Тем временем Би Герин наслаждалась усыновленным младенцем, его фиолетовыми ноготками и бесстрашной лягушачьей мордашкой. Младенец был цветным.
— Мы — знаменосцы расовой интеграции в Тарбоксе! — восторженно крикнула она, позвонив Кэрол. — Конечно, мы, скорее, арьергард в армии крестоносцев, просто не могли больше ждать.
Бернадетт Онг, проснувшись вдовой, почувствовала себя так, словно бок, на котором она спала, превратился в рваную рану; рот — длиной во все тело, горящий от церковного ладана, как от едкой соли. Она не нарушила желание Джона быть похороненным без участия церкви и теперь мучилась чувством вины. Мучений добавляли дети, на чьи вопросы приходилось отвечать.
— Папа уехал далеко-далеко, в место, которое мы не можем себе представить. Да, там говорят на его языке. Да, папа римский знает, где это. Вы увидитесь с ним, когда тоже проживете жизнь. Да, он вас узнает, какими бы старенькими вы ни стали…
Когда он умирал, она была рядом. Еще секунду назад она слышала его дыхание, рот имел человеческие очертания — и вдруг превратился в глубокую черную дыру. Разница была столь огромна, что придавила ее, как все человеческое горе вместе взятое.
Марсия Литтл-Смит тоже испытала шок: она дважды приглашала Рейнхардтов на ужин и дважды получала отказ. Пришлось наведаться к Дэб Рейнхардт, тонкогубой выпускнице Вассар-колледжа с гладкой, словно выглаженной утюгом, прической, чтобы выслушать приговор: сами Гарольд и Марсия им с Элом симпатичны, но им не хочется иметь дело с их друзьями — всей этой — язык все же выдал подлинные чувства — «убогой компанией». Рейнхардты вместе с молодым социологом, избранным председателем городского собрания, приятным, хоть и несколько богемным иллюстратором детских книжек, переехавшим с Бликер-стрит, новым унитарианским священником и их одинаково спокойными женами образовали отдельный круг, где сами шили себе одежду, читали по ролям пьесы, не уделяли чрезмерного внимания сексу, экспериментировали с ЛСД и отстаивали либеральные позиции с большей яростью, чем даже Айрин Солц. Эпплсмиты в гневе прозвали эту публику «сектантами».

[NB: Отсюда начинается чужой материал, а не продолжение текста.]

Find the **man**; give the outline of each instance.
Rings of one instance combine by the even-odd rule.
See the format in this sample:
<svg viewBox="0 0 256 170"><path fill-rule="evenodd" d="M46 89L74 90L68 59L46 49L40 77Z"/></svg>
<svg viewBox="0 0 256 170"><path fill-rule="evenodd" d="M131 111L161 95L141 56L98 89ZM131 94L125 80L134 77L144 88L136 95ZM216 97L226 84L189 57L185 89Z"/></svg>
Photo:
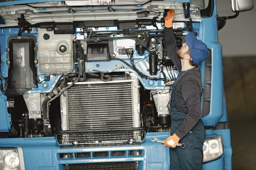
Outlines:
<svg viewBox="0 0 256 170"><path fill-rule="evenodd" d="M164 18L164 42L180 73L171 92L171 136L165 139L164 145L170 147L170 170L202 170L205 129L201 119L202 89L197 66L206 58L207 47L189 32L186 43L179 50L172 27L174 13L170 9ZM174 143L172 146L168 141ZM178 143L184 143L186 147L176 147Z"/></svg>

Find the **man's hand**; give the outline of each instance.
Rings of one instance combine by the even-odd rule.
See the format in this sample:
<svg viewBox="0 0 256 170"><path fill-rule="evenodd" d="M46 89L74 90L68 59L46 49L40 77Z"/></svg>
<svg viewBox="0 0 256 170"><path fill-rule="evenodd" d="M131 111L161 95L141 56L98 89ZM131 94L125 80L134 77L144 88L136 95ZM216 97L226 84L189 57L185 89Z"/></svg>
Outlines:
<svg viewBox="0 0 256 170"><path fill-rule="evenodd" d="M175 13L173 9L169 9L166 15L164 17L164 26L166 27L170 28L173 26L173 20Z"/></svg>
<svg viewBox="0 0 256 170"><path fill-rule="evenodd" d="M171 139L172 139L173 141L174 141L174 142L175 142L175 143L173 145L173 146L171 146L169 145L167 143L168 141ZM177 146L177 144L179 143L180 139L180 138L178 137L176 135L175 133L174 133L173 135L170 136L170 137L168 137L168 138L164 139L164 141L165 141L165 143L164 144L164 146L167 146L167 147L171 147L172 148L175 148L176 147L176 146Z"/></svg>

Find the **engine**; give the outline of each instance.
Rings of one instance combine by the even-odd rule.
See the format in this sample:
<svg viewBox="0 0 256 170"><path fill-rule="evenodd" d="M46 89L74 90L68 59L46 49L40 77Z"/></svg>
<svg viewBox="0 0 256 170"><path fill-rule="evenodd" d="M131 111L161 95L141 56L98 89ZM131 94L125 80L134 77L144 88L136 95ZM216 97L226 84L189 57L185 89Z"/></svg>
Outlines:
<svg viewBox="0 0 256 170"><path fill-rule="evenodd" d="M10 36L10 136L129 145L143 141L146 132L170 131L177 71L165 50L162 25L136 23L132 31L128 22L100 29L42 25L34 29L36 36ZM184 35L177 29L180 47Z"/></svg>

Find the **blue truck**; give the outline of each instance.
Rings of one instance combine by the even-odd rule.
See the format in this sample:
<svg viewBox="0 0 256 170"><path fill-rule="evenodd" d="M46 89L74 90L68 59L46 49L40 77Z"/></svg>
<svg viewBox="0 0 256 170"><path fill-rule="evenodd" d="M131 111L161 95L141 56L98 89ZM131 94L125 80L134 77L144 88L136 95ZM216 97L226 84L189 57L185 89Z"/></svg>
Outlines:
<svg viewBox="0 0 256 170"><path fill-rule="evenodd" d="M199 65L204 170L231 170L218 31L252 10L217 15L216 0L0 2L0 170L167 170L168 105L178 71L165 49L165 10L179 48L190 31Z"/></svg>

У Джорджины Торн было видение. Убитая падением Пай-та, тем, что он для нее окончательно потерян, и собственной ролью во всем происшедшем, она занялась детьми и, дождавшись теплой погоды, стала таскать недовольных Уитни, Марту и Джуди по городским музеям, загородным заповедникам и диким пляжам вдали от цивилизации. Как-то раз, шагая со стоянки к пляжу, она услышала знакомый смех и пригляделась к паре, залезшей по колено в ледяной океан. Мужчина был старый, бородатый, похожий на похотливого козла: узловатые желтые ноги, маленькие европейские плавки, седые волосы на груди. Хрипло похохатывая, он брызгал водой в визжащую купальщицу, стройную и высокую, с развивающимися черными волосами, в девичьем черном бикини — Терри Галлахер! Мужчина был, видимо, гончаром, мужем женщины, учившей ее игре на лютне. Джорджина увела детей подальше, к скалам, и никому — ни Фредди, ни даже Джанет Эпплби — не рассказала об этой встрече, хотя Джанет после вспышки взаимной откровенности, последовавшей за обнаружением Джорджиной ее письма к Фредди, стала ее лучшей подругой.
У Джанет были свои секреты. Как-то под конец майского субботнего дня, возвращаясь домой от Литтл-Смитов, она, увидев машину Кена у дома Уитменов, инстинктивно затормозила. Обойдя теплицу, где цвели розы Фокси, она увидела Кена: он выжигал перед домом прошлогоднюю траву. В отсветах воды, залившей низину, его волосы казались совершенно седыми. Сначала она пыталась шутить, но он всегда ей симпатизировал и потому почувствовал, что она переполнена чувствами, возбуждена красотой дня. Она повела речь о его душевном состоянии, одиночестве, которое должно его преследовать, чувстве стыда. После чего предложила — не напрямую, но вполне откровенно — переспать с ним прямо сейчас, в пустом доме. Он поразмыслил и с не меньшим тактом и прозрачностью отклонил предложение.
— Меня так обожгло, что мне уже не будет больнее, — так она обосновывала свое предложение. Он облек свой отказ в слова, которые никак не могли ее унизить, — наоборот, должны были наполнить гордостью:
— По-моему, нам обоим нужно время, чтобы научиться уважать себя.